Powered by a 2.4 litre diesel mated, in this instance, to a six-speed automatic gearbox, and with all wheel drive, the XC60 had plenty of oomph from its 215bhp.
Gearchanges were smooth and progression pretty much effortless. What’s more, when you punch the accelerator, it emits a lovely burble.
I can’t comment on how it would cope on unfriendly terrain, but on a smooth motorway it fair wafted along.
The steering was well weighted and there was grip when and where it was required.
On the inside: OUR Inscription badged car came with white leather upholstery which looked lovely, but beware, does not mix with felt tips when brandished by a two-year-old who had hidden them from daddy’s sight.
That leather is sumptuous and if you require an even greater sense of comfort, the electrically adjustable front seats make this a doddle.
I love the instrument layout on the central console, neat and tidy and although there are plenty of buttons to keep you busy they are all pretty self-explanatory.

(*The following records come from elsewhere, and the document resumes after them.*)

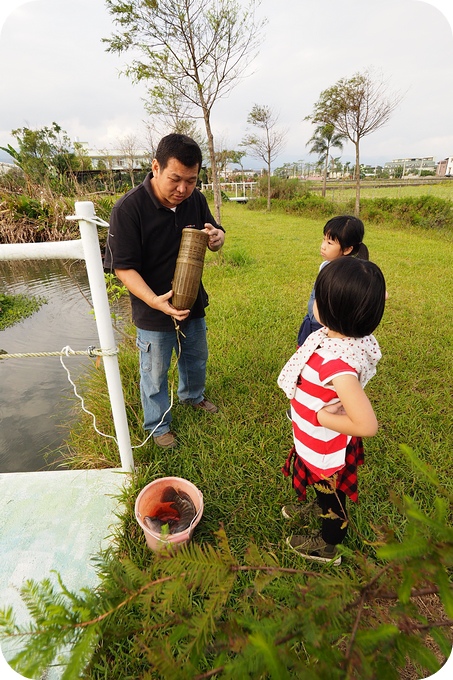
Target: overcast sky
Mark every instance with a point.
(54, 67)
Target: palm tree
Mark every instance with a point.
(323, 140)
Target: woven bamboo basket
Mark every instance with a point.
(189, 267)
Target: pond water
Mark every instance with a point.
(37, 402)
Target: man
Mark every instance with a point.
(142, 246)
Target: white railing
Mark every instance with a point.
(239, 189)
(87, 248)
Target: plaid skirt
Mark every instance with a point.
(345, 479)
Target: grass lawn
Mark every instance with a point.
(443, 190)
(259, 287)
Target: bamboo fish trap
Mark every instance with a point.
(189, 267)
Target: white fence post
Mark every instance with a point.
(93, 260)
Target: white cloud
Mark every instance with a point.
(54, 67)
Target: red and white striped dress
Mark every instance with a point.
(322, 450)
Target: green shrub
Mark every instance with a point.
(428, 212)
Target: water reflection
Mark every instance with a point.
(35, 395)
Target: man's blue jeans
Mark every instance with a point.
(156, 349)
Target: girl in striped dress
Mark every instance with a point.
(330, 411)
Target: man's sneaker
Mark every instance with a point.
(302, 511)
(206, 405)
(314, 548)
(165, 441)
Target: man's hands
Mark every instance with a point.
(216, 237)
(161, 302)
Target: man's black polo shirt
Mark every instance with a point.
(145, 236)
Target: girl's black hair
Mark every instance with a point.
(350, 296)
(181, 147)
(348, 231)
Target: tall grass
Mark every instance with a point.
(259, 287)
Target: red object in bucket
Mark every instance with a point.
(151, 495)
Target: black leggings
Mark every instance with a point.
(331, 530)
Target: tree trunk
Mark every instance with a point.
(357, 179)
(215, 177)
(324, 178)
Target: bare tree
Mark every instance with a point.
(266, 146)
(129, 149)
(199, 49)
(322, 141)
(356, 107)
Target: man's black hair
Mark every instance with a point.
(181, 147)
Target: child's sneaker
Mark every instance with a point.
(301, 511)
(314, 548)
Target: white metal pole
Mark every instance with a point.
(93, 260)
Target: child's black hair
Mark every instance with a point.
(350, 296)
(348, 231)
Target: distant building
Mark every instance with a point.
(411, 166)
(445, 167)
(117, 159)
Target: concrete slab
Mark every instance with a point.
(53, 520)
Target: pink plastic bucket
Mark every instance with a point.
(151, 494)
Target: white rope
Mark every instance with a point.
(94, 220)
(91, 351)
(67, 351)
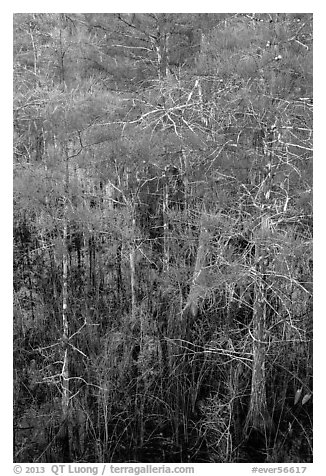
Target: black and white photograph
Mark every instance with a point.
(163, 239)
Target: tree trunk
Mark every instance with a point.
(198, 287)
(65, 440)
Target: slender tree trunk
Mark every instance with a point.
(133, 268)
(65, 327)
(198, 289)
(166, 257)
(257, 417)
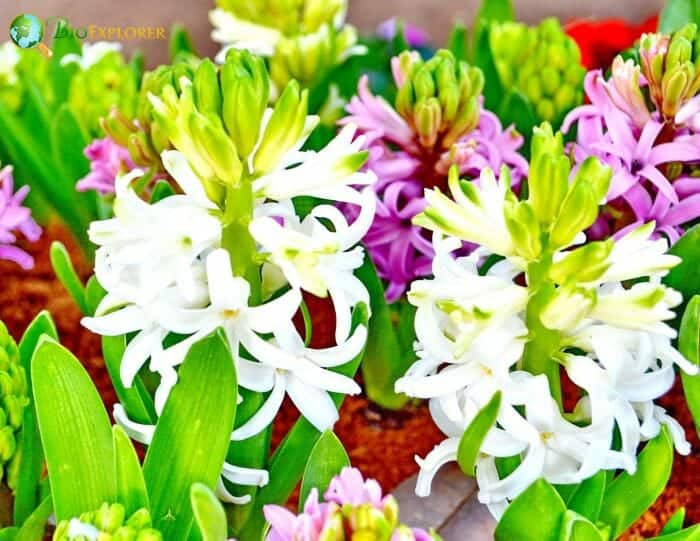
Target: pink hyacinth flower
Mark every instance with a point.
(15, 218)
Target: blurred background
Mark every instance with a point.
(433, 15)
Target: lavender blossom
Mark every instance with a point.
(15, 218)
(107, 161)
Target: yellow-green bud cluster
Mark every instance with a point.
(217, 119)
(542, 63)
(13, 400)
(289, 17)
(135, 129)
(671, 66)
(309, 57)
(439, 98)
(556, 209)
(111, 524)
(108, 83)
(366, 522)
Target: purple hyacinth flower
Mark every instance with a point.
(108, 160)
(15, 218)
(415, 36)
(645, 160)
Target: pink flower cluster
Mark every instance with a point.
(15, 218)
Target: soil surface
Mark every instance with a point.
(380, 443)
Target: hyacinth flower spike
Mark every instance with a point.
(512, 329)
(653, 151)
(229, 250)
(14, 218)
(436, 121)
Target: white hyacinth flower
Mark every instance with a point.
(91, 54)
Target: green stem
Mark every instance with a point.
(236, 238)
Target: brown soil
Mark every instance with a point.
(382, 444)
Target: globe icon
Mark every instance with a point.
(26, 31)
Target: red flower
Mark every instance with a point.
(601, 41)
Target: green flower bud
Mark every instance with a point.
(111, 524)
(542, 63)
(580, 207)
(286, 125)
(246, 88)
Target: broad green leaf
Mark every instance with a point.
(475, 434)
(192, 434)
(94, 293)
(33, 528)
(180, 42)
(483, 59)
(131, 487)
(137, 403)
(684, 277)
(677, 13)
(675, 523)
(588, 497)
(689, 534)
(208, 513)
(384, 361)
(327, 459)
(535, 515)
(457, 42)
(32, 455)
(689, 346)
(575, 527)
(628, 496)
(75, 432)
(287, 463)
(65, 272)
(517, 110)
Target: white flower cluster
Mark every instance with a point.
(166, 273)
(473, 330)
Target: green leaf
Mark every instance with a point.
(675, 523)
(517, 110)
(457, 42)
(684, 277)
(32, 455)
(483, 59)
(75, 432)
(137, 403)
(689, 346)
(535, 515)
(288, 462)
(578, 528)
(628, 496)
(327, 459)
(475, 434)
(65, 272)
(131, 487)
(677, 13)
(180, 42)
(588, 497)
(35, 525)
(384, 360)
(192, 434)
(208, 513)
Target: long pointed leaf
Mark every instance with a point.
(192, 435)
(32, 455)
(75, 432)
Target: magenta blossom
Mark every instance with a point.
(108, 160)
(400, 250)
(15, 218)
(415, 36)
(335, 519)
(650, 160)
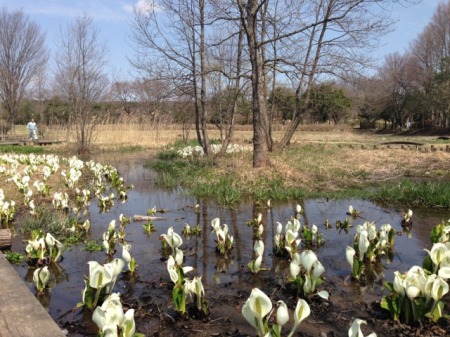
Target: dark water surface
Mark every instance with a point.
(217, 273)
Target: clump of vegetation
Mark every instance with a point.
(15, 257)
(299, 172)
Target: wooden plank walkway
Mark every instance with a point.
(21, 314)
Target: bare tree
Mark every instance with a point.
(80, 77)
(432, 51)
(309, 38)
(170, 45)
(23, 57)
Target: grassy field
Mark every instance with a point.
(322, 160)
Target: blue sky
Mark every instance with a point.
(112, 17)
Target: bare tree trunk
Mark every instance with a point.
(260, 119)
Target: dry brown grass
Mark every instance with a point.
(321, 157)
(331, 167)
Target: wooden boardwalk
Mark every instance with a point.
(21, 314)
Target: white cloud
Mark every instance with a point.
(142, 6)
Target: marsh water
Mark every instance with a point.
(221, 275)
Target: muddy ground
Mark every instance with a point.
(328, 318)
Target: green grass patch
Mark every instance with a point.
(92, 246)
(25, 149)
(297, 173)
(410, 193)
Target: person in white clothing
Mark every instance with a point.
(32, 129)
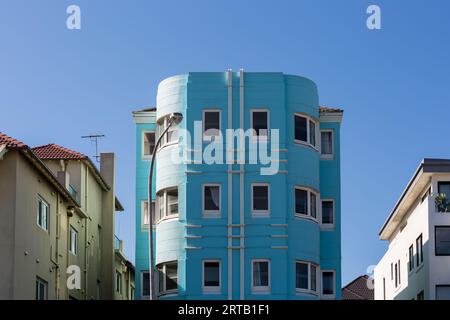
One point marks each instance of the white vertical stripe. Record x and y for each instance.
(241, 183)
(230, 190)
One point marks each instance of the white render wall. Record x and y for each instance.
(435, 270)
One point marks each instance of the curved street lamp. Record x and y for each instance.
(175, 118)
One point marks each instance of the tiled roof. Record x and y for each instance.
(53, 151)
(358, 290)
(10, 142)
(328, 109)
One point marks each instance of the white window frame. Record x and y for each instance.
(147, 156)
(260, 213)
(164, 266)
(309, 290)
(308, 136)
(331, 155)
(166, 205)
(210, 137)
(73, 241)
(318, 204)
(253, 132)
(47, 214)
(211, 289)
(328, 225)
(40, 281)
(211, 213)
(328, 296)
(262, 289)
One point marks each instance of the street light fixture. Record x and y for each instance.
(175, 118)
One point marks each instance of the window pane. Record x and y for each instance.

What do you get: YOU should be pretty satisfied with equipment levels whichever XC60 you opt for. Climate control, DAB radio, iPod and Bluetooth connectivity are among the standard items on board. In addition there are more options than you can shake the proverbial stick at. Our car came with thousands of pounds worth of extra kit, all neatly bundled into the likes of the Inscription Pack, Driver Support Pack, Security Pack and Winter Illumination Pack. My personal favourite for someone who does a lot of night driving is Volvo’s Active High Beam system which negates the need to keep switching between high and low beam. The system detects an oncoming car and, to prevent dazzling the driver, shades out as much of the beam as necessary. Very, very clever.
How practical is it: FIVE of us trekked down to Lincolnshire in our XC60 and there wasn’t a peep out of those in the back. In fact, within a matter of minutes all three were asleep. I don’t think it was my sparkling conversation or radio choice, rather the comfort and space afforded them in the rear.
The boot was well capable of taking all we could throw at it, having 495 litres of luggage space, increasing to 1,455 litres with the seats down. The addition of an automatic boot closure button aided loading and removal.
Running costs: ONCE you’ve made the initial financial outlay, you should, I’d suggest, enjoy mile of trouble free motoring. Certainly, the build quality was impressive and the standard of equipment inside the cabin should take the worst of what your family can subject it to.
Volvo suggest an return of 44.1mpg. As is commonplace we managed somewhat less, but I was still impressed by how slowly the needle moved down the gauge.
CO2 emissions are 139g/km.
Verdict: CLASSY, comfortable and practical. If it’s good enough for her indoors, it’s good enough for me. Please don’t tell her I called her that.